- Born: Thunder Bay, Ontario, Canada
- Education: Lakehead University (B.A); Carleton University (M.A.);
- Known for: Public Policy; columnist;
- Political party: Conservative Party

= Sean Speer =

Canadian academic and political commentator

Sean Speer is a Canadian academic, commentator, and public policy analyst. He is senior fellow at the University of Toronto's Munk School of Global Affairs and Public Policy, Fellow in strategic competitiveness at the Public Policy Forum, Editor-at-large at The Hub, and a regular contributor to the National Post. He has been published in The Globe and Mail, Maclean's, C2CJournal, National Review, and Institute for Research on Public Policy's Policy Options.

== Career ==

=== Political career ===
In 2007, Speer was convinced to put off finishing his PhD studies in economics to join President of the Treasury Board Vic Toews' office as a policy adviser. In 2009, he joined the Prime Minister's Office as a policy adviser, responsible for the Finance portfolio.
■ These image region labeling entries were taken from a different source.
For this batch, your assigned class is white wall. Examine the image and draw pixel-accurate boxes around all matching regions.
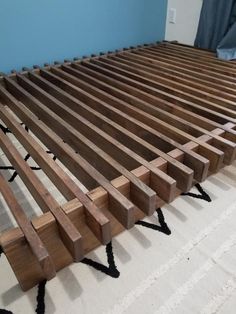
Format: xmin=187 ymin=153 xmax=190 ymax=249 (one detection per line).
xmin=166 ymin=0 xmax=203 ymax=45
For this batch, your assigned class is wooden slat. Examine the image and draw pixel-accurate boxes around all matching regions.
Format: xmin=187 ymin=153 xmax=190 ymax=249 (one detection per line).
xmin=162 ymin=42 xmax=236 ymax=68
xmin=123 ymin=51 xmax=235 ymax=90
xmin=0 ymin=103 xmax=111 ymax=244
xmin=145 ymin=46 xmax=236 ymax=77
xmin=66 ymin=60 xmax=236 ymax=164
xmin=83 ymin=56 xmax=236 ymax=123
xmin=99 ymin=55 xmax=236 ymax=110
xmin=149 ymin=45 xmax=236 ymax=71
xmin=134 ymin=49 xmax=236 ymax=85
xmin=0 ymin=173 xmax=56 ymax=280
xmin=68 ymin=63 xmax=223 ymax=171
xmin=25 ymin=73 xmax=178 ymax=201
xmin=0 ymin=42 xmax=236 ymax=290
xmin=37 ymin=70 xmax=203 ymax=189
xmin=111 ymin=54 xmax=236 ymax=101
xmin=0 ymin=127 xmax=83 ymax=261
xmin=14 ymin=76 xmax=159 ymax=214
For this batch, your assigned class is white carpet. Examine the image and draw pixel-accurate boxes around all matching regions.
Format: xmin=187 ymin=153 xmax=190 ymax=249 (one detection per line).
xmin=0 ymin=127 xmax=236 ymax=314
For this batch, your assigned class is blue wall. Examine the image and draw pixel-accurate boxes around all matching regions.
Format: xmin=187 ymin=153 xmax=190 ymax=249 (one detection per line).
xmin=0 ymin=0 xmax=167 ymax=72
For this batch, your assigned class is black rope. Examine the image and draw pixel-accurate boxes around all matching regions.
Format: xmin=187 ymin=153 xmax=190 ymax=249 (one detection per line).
xmin=35 ymin=280 xmax=47 ymax=314
xmin=0 ymin=123 xmax=11 ymax=134
xmin=0 ymin=309 xmax=13 ymax=314
xmin=136 ymin=208 xmax=171 ymax=235
xmin=181 ymin=183 xmax=212 ymax=203
xmin=0 ymin=246 xmax=4 ymax=257
xmin=81 ymin=242 xmax=120 ymax=278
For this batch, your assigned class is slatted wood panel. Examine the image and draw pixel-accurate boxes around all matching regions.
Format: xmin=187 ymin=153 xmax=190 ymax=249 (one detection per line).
xmin=0 ymin=42 xmax=236 ymax=290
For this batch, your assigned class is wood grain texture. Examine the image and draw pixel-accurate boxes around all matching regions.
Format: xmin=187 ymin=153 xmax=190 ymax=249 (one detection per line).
xmin=0 ymin=42 xmax=236 ymax=290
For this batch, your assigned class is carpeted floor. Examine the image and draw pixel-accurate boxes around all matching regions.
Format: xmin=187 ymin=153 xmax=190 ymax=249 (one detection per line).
xmin=0 ymin=121 xmax=236 ymax=314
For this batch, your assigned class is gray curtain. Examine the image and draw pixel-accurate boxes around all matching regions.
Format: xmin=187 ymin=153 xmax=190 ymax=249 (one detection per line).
xmin=195 ymin=0 xmax=236 ymax=60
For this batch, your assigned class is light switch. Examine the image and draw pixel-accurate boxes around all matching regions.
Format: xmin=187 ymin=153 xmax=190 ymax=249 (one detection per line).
xmin=169 ymin=8 xmax=176 ymax=24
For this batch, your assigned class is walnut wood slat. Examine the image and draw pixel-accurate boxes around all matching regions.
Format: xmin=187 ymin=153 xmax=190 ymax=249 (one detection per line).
xmin=0 ymin=173 xmax=56 ymax=280
xmin=0 ymin=42 xmax=236 ymax=290
xmin=0 ymin=104 xmax=111 ymax=244
xmin=0 ymin=126 xmax=83 ymax=261
xmin=59 ymin=62 xmax=236 ymax=168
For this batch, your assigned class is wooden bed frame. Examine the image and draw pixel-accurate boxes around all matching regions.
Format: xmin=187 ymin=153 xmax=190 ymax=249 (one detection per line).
xmin=0 ymin=42 xmax=236 ymax=290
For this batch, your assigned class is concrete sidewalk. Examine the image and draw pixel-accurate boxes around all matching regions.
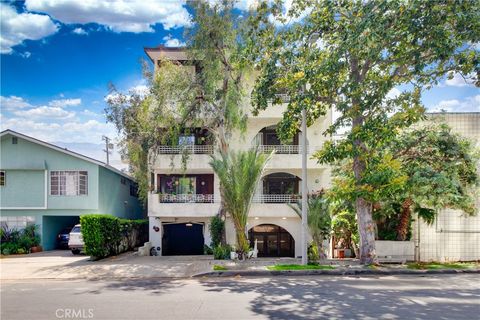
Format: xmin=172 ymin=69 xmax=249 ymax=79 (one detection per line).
xmin=0 ymin=250 xmax=480 ymax=280
xmin=0 ymin=250 xmax=214 ymax=280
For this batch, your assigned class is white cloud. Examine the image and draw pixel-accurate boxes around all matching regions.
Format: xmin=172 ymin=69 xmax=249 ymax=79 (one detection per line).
xmin=72 ymin=28 xmax=88 ymax=36
xmin=0 ymin=3 xmax=58 ymax=54
xmin=13 ymin=106 xmax=75 ymax=119
xmin=0 ymin=96 xmax=33 ymax=111
xmin=387 ymin=88 xmax=402 ymax=99
xmin=163 ymin=35 xmax=185 ymax=47
xmin=445 ymin=73 xmax=476 ymax=87
xmin=25 ymin=0 xmax=191 ymax=33
xmin=20 ymin=51 xmax=32 ymax=59
xmin=48 ymin=98 xmax=82 ymax=108
xmin=428 ymin=95 xmax=480 ymax=112
xmin=81 ymin=109 xmax=102 ymax=118
xmin=0 ymin=117 xmax=116 ymax=143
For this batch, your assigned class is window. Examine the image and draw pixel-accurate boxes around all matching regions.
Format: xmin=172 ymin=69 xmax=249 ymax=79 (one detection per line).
xmin=50 ymin=171 xmax=88 ymax=196
xmin=0 ymin=216 xmax=35 ymax=230
xmin=161 ymin=176 xmax=197 ymax=194
xmin=130 ymin=183 xmax=138 ymax=198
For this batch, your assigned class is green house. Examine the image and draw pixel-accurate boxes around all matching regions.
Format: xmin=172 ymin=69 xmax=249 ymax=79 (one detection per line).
xmin=0 ymin=130 xmax=143 ymax=250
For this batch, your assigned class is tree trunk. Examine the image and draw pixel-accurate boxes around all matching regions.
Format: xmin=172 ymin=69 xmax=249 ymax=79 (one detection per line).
xmin=355 ymin=198 xmax=377 ymax=264
xmin=235 ymin=225 xmax=249 ymax=260
xmin=397 ymin=198 xmax=413 ymax=241
xmin=352 ymin=95 xmax=377 ymax=264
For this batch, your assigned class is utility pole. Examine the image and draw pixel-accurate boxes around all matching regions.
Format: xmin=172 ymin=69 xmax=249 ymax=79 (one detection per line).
xmin=102 ymin=136 xmax=113 ymax=165
xmin=302 ymin=108 xmax=308 ymax=265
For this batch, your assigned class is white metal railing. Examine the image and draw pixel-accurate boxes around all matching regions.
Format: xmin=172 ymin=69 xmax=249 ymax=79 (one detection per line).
xmin=252 ymin=194 xmax=301 ymax=203
xmin=258 ymin=144 xmax=308 ymax=154
xmin=158 ymin=193 xmax=216 ymax=203
xmin=158 ymin=144 xmax=213 ymax=154
xmin=158 ymin=193 xmax=302 ymax=203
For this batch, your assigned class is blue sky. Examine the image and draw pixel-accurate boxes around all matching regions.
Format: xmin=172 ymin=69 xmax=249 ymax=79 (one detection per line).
xmin=0 ymin=0 xmax=480 ymax=167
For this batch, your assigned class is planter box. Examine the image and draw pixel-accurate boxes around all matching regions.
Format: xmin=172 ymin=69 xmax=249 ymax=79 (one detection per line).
xmin=375 ymin=240 xmax=415 ymax=262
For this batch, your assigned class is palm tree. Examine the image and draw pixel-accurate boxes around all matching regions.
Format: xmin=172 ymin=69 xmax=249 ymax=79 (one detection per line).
xmin=288 ymin=190 xmax=331 ymax=259
xmin=210 ymin=149 xmax=271 ymax=259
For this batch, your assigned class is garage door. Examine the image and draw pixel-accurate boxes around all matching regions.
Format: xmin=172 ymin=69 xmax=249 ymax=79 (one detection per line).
xmin=42 ymin=216 xmax=80 ymax=250
xmin=162 ymin=223 xmax=204 ymax=256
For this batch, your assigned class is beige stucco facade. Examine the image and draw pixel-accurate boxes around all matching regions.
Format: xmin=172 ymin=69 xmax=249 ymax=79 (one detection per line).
xmin=146 ymin=48 xmax=332 ymax=256
xmin=413 ymin=112 xmax=480 ymax=261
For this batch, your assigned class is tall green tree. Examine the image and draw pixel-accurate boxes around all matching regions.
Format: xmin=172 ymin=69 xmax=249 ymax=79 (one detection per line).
xmin=106 ymin=1 xmax=249 ymax=212
xmin=210 ymin=149 xmax=271 ymax=259
xmin=248 ymin=0 xmax=480 ymax=263
xmin=387 ymin=124 xmax=480 ymax=240
xmin=288 ymin=190 xmax=332 ymax=259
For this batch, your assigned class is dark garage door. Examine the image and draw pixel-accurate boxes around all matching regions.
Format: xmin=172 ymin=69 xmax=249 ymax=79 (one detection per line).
xmin=162 ymin=223 xmax=204 ymax=256
xmin=42 ymin=216 xmax=80 ymax=250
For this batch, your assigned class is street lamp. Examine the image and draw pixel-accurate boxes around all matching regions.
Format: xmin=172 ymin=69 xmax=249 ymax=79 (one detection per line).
xmin=302 ymin=33 xmax=319 ymax=265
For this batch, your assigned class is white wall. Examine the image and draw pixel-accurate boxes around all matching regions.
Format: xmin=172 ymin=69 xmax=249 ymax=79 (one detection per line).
xmin=413 ymin=210 xmax=480 ymax=261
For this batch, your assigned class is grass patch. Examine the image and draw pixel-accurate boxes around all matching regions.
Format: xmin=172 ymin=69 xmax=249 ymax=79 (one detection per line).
xmin=407 ymin=262 xmax=480 ymax=270
xmin=267 ymin=264 xmax=335 ymax=271
xmin=213 ymin=264 xmax=228 ymax=271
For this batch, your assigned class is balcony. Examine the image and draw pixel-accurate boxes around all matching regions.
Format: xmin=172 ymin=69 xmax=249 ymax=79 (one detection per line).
xmin=158 ymin=193 xmax=215 ymax=203
xmin=158 ymin=144 xmax=213 ymax=154
xmin=252 ymin=194 xmax=302 ymax=203
xmin=258 ymin=144 xmax=308 ymax=154
xmin=158 ymin=193 xmax=302 ymax=203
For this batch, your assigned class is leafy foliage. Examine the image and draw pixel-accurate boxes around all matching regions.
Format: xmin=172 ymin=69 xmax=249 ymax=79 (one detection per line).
xmin=80 ymin=214 xmax=148 ymax=259
xmin=213 ymin=244 xmax=233 ymax=260
xmin=288 ymin=190 xmax=331 ymax=258
xmin=106 ymin=1 xmax=249 ymax=202
xmin=248 ymin=0 xmax=480 ymax=264
xmin=210 ymin=149 xmax=271 ymax=259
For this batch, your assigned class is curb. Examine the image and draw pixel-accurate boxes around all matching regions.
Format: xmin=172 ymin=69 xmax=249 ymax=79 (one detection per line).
xmin=193 ymin=269 xmax=480 ymax=278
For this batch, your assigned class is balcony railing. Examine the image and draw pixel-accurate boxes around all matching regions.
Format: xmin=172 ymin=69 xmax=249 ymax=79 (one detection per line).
xmin=258 ymin=144 xmax=308 ymax=154
xmin=158 ymin=144 xmax=213 ymax=154
xmin=158 ymin=193 xmax=215 ymax=203
xmin=158 ymin=193 xmax=302 ymax=203
xmin=252 ymin=194 xmax=302 ymax=203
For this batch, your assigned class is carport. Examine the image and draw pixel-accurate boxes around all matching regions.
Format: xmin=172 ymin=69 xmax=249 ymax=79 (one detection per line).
xmin=162 ymin=222 xmax=205 ymax=256
xmin=42 ymin=216 xmax=80 ymax=250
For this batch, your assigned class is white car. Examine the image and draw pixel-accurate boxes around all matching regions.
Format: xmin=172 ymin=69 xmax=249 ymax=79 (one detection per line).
xmin=68 ymin=224 xmax=84 ymax=254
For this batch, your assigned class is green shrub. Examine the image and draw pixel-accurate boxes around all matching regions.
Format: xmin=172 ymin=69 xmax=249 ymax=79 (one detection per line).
xmin=1 ymin=242 xmax=18 ymax=255
xmin=80 ymin=214 xmax=148 ymax=259
xmin=203 ymin=244 xmax=213 ymax=254
xmin=213 ymin=244 xmax=232 ymax=260
xmin=307 ymin=243 xmax=320 ymax=263
xmin=209 ymin=216 xmax=225 ymax=248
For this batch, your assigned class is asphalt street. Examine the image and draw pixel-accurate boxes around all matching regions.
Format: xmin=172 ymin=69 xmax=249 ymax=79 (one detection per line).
xmin=0 ymin=274 xmax=480 ymax=320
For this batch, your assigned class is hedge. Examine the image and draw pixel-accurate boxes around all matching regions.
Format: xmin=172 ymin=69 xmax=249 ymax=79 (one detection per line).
xmin=80 ymin=214 xmax=148 ymax=259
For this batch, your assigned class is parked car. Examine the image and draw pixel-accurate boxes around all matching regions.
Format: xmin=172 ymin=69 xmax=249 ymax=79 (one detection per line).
xmin=57 ymin=228 xmax=72 ymax=249
xmin=68 ymin=224 xmax=84 ymax=254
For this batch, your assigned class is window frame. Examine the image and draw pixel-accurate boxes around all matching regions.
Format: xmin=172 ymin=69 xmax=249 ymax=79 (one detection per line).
xmin=49 ymin=170 xmax=88 ymax=197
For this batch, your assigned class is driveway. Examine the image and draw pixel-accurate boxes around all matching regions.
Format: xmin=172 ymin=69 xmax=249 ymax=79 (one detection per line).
xmin=0 ymin=250 xmax=214 ymax=280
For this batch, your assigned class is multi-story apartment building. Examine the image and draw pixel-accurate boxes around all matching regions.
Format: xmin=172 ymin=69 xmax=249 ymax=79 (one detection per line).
xmin=412 ymin=112 xmax=480 ymax=261
xmin=145 ymin=47 xmax=332 ymax=257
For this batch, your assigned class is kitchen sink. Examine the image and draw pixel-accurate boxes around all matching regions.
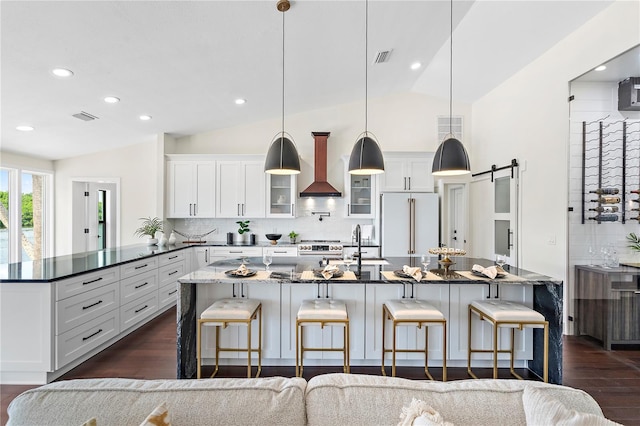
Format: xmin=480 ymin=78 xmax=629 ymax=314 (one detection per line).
xmin=329 ymin=259 xmax=389 ymax=266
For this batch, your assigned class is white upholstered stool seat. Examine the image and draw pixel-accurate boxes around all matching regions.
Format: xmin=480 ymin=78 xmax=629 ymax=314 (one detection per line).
xmin=296 ymin=298 xmax=350 ymax=377
xmin=467 ymin=300 xmax=549 ymax=382
xmin=196 ymin=297 xmax=262 ymax=379
xmin=200 ymin=298 xmax=260 ymax=325
xmin=382 ymin=299 xmax=447 ymax=381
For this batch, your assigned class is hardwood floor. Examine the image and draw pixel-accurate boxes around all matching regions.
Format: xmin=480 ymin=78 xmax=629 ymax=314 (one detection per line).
xmin=0 ymin=308 xmax=640 ymax=426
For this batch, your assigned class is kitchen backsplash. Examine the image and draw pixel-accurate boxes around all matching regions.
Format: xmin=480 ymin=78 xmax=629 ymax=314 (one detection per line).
xmin=165 ymin=198 xmax=378 ymax=243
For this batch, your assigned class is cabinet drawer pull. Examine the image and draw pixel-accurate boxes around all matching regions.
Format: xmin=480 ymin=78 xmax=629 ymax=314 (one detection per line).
xmin=82 ymin=300 xmax=102 ymax=311
xmin=134 ymin=305 xmax=149 ymax=314
xmin=82 ymin=277 xmax=102 ymax=285
xmin=82 ymin=329 xmax=102 ymax=342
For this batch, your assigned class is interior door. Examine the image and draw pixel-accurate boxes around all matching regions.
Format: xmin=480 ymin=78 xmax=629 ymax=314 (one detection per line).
xmin=469 ymin=168 xmax=519 ymax=267
xmin=493 ymin=169 xmax=518 ymax=266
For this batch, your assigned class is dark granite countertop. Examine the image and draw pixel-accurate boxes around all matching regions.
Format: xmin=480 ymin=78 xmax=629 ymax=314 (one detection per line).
xmin=178 ymin=256 xmax=562 ymax=285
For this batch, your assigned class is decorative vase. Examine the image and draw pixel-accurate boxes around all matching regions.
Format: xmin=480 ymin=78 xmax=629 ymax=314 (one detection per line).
xmin=167 ymin=231 xmax=176 ymax=246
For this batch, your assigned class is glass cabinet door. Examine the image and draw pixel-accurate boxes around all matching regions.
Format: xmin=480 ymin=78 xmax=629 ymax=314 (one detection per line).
xmin=267 ymin=175 xmax=296 ymax=217
xmin=347 ymin=175 xmax=375 ymax=217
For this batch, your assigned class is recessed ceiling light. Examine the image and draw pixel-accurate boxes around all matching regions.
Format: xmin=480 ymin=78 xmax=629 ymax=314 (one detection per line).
xmin=51 ymin=68 xmax=73 ymax=78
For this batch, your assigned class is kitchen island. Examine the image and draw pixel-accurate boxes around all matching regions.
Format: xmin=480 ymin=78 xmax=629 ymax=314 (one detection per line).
xmin=177 ymin=256 xmax=562 ymax=383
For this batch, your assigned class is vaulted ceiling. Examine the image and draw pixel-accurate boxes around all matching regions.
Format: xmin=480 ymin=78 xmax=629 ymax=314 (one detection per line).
xmin=0 ymin=0 xmax=611 ymax=159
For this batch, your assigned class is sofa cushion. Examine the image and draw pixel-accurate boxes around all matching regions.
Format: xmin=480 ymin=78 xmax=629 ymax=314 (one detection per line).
xmin=522 ymin=387 xmax=620 ymax=426
xmin=7 ymin=377 xmax=306 ymax=426
xmin=306 ymin=374 xmax=602 ymax=426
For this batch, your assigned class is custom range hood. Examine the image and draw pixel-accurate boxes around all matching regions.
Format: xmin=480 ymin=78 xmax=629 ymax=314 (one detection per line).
xmin=300 ymin=132 xmax=342 ymax=197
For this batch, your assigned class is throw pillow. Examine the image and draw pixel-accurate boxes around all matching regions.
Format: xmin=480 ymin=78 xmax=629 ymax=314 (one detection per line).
xmin=398 ymin=398 xmax=453 ymax=426
xmin=522 ymin=386 xmax=620 ymax=426
xmin=140 ymin=402 xmax=171 ymax=426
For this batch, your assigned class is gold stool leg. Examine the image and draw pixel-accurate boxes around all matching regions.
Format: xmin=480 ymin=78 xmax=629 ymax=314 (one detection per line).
xmin=542 ymin=321 xmax=549 ymax=383
xmin=196 ymin=320 xmax=202 ymax=379
xmin=381 ymin=303 xmax=387 ymax=376
xmin=247 ymin=318 xmax=251 ymax=379
xmin=442 ymin=321 xmax=447 ymax=382
xmin=493 ymin=323 xmax=498 ymax=379
xmin=256 ymin=304 xmax=262 ymax=378
xmin=391 ymin=320 xmax=398 ymax=377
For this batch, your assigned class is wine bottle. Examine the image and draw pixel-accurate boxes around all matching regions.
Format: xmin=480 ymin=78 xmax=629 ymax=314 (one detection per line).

By 2010, he began also serving as a manager in stakeholder relations while maintaining a role as policy adviser. The Hill Times reported that he was "rumoured to have disliked the stakeholder relations position", and in 2012, he was named the PMO's senior economic policy adviser, responsible for the Finance and the Treasury Board portfolio.

In 2012, Speer became Finance Minister Jim Flaherty's Director of Policy. Before the July 2013 cabinet shuffle, he announced his resignation and joined the Fraser Institute as director of the Centre for Fiscal Studies. In November 2014, he rejoined the PMO as a special adviser, while also working with senior Conservatives on the party's 2015 election platform. In 2015, he was named in the Top 25 Most Powerful & Influential People in Government and Politics by The Hill Times as a PMO advisor to Prime Minister Stephen Harper.

=== Think Tank Career ===
Following the election, he joined the Macdonald-Laurier Institute as a Senior Fellow, authoring a series of articles and policy recommendations for the Trudeau government entitled "From A Mandate For Change To A Plan To Govern" with Managing Director Brian Lee Crowley. In March 2018, Speer launched Ontario 360, a think tank at the University of Toronto's School of Public Policy and Governance, with Peter Loewen, an associate professor at the university. In April 2019, he joined the Public Policy Forum as a Fellow in Residence, and in August he was announced as the 2019 Prime Ministers of Canada Fellow to study urban and rural differences.

Brian Lee Crowley, a Canadian author, and public policy commentator, called him "one of the brightest intellectual lights of his generation." Former Prime Minister Stephen Harper said he was "an impressive thinker in [...] the areas of modern conservatism, economics, history, and public policy." In 2021, he was ranked 38th on Maclean's power list, earning the nickname as "the thinking man's Conservative."

=== Commentary career ===
On April 21, 2021, Speer launched The Hub, a news and commentary website focused Canadian policy and governance, with Rudyard Griffiths, Luke Graeme Smith, Stuart Thomson, and Ken Whyte. Its stated goal is to "reorient popular debate in Canada to the big ideas that will propel us collectively towards a different and better future." The site is a project of the Centre For Civic Engagement, who also organizes the Munk Debates, which co-founder Griffiths chairs.